Rousseff had been a political prisoner of the 1964-1985 military dictatorship, and she was tortured by them. When the dictatorship was brought down, the Brazilian constitution of '88 brought a full return of structured democratic government. Along with it came fame for the talented, intelligent, strong woman who had fought the generals. But, in another crazy twist, Brazil's return to civil authority meant that all the people and influences of that brutal junta were not imprisoned. They weren't even removed from their military positions.
Rousseff's Road to Impeachment
Background, alone, isn't always the determinant. After all, Teddy Roosevelt, FDR, and the Kennedy brothers were all raised as members of the patrician class, and they are pillars of the progressive movement. For Dilma, it wasn't birthright, and she'd even been a political prisoner. But heading Petrobras would have been the ultimate cushy job for many.
Elected president in 2011, former oil minister Dilma Rousseff had presented herself as the philosophical heir of Brazil's earlier beloved President Luis Inancio Lula da Silva, under whom tens of millions of Brazilians had come out of poverty. There was even a popular image of da Silva in hard hat and work clothes, in a Petrobras-esque setting, epitomizing "The New Brazil."

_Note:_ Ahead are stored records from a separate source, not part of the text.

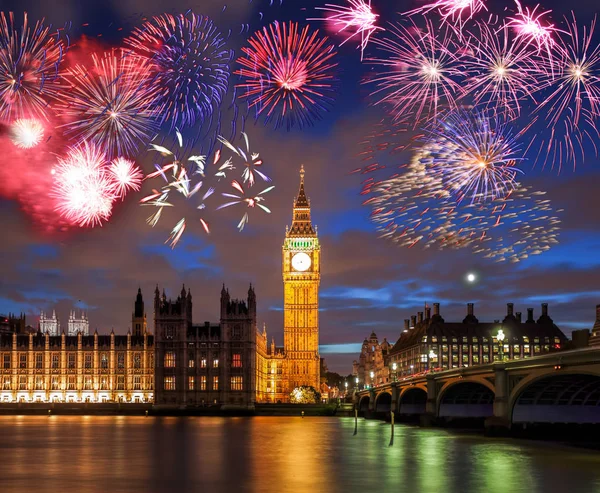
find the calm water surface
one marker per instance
(66, 454)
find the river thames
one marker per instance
(270, 454)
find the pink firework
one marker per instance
(530, 26)
(356, 19)
(288, 74)
(501, 71)
(83, 189)
(455, 10)
(125, 175)
(419, 72)
(572, 107)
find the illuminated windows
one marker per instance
(169, 383)
(169, 360)
(237, 383)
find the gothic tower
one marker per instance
(138, 317)
(301, 276)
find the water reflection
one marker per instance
(155, 455)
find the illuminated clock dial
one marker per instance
(301, 262)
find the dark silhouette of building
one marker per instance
(428, 341)
(210, 364)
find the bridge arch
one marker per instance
(413, 400)
(557, 397)
(466, 398)
(383, 402)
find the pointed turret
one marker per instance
(301, 222)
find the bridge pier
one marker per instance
(499, 423)
(430, 416)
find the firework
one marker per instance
(418, 74)
(530, 26)
(501, 71)
(112, 103)
(29, 68)
(452, 9)
(26, 133)
(191, 65)
(474, 154)
(357, 19)
(178, 178)
(83, 189)
(572, 108)
(125, 176)
(244, 198)
(251, 160)
(288, 74)
(417, 209)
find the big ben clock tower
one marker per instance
(301, 277)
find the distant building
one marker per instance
(80, 368)
(372, 359)
(209, 364)
(78, 325)
(429, 342)
(49, 325)
(595, 337)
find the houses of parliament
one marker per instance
(231, 363)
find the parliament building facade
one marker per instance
(182, 365)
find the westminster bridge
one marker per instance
(561, 387)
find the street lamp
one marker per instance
(500, 336)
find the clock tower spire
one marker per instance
(301, 277)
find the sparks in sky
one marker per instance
(572, 108)
(26, 133)
(29, 68)
(191, 65)
(125, 175)
(287, 74)
(111, 102)
(474, 153)
(83, 189)
(251, 201)
(418, 71)
(251, 160)
(355, 19)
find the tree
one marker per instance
(305, 395)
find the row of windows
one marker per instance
(236, 383)
(170, 361)
(39, 383)
(88, 360)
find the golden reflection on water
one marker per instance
(267, 454)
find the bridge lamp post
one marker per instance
(500, 336)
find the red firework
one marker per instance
(288, 74)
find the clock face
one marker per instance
(301, 262)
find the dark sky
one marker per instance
(367, 284)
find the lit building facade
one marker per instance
(49, 325)
(297, 363)
(372, 359)
(99, 368)
(209, 364)
(429, 342)
(78, 325)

Rousseff, consciously emulating her idol, immediately began to shake things up with a comprehensive array of social programs, and things suddenly got better for 31 million of Brazil's people. But forces she couldn't control were not with her. It was just as Brazil's boom was coming to an end amidst global economic changes, including cheaper commodities and cheaper labor in Southeast Asia, an increasing shift to solar and wind energy, and new technology that was making more efficient solar panels much cheaper.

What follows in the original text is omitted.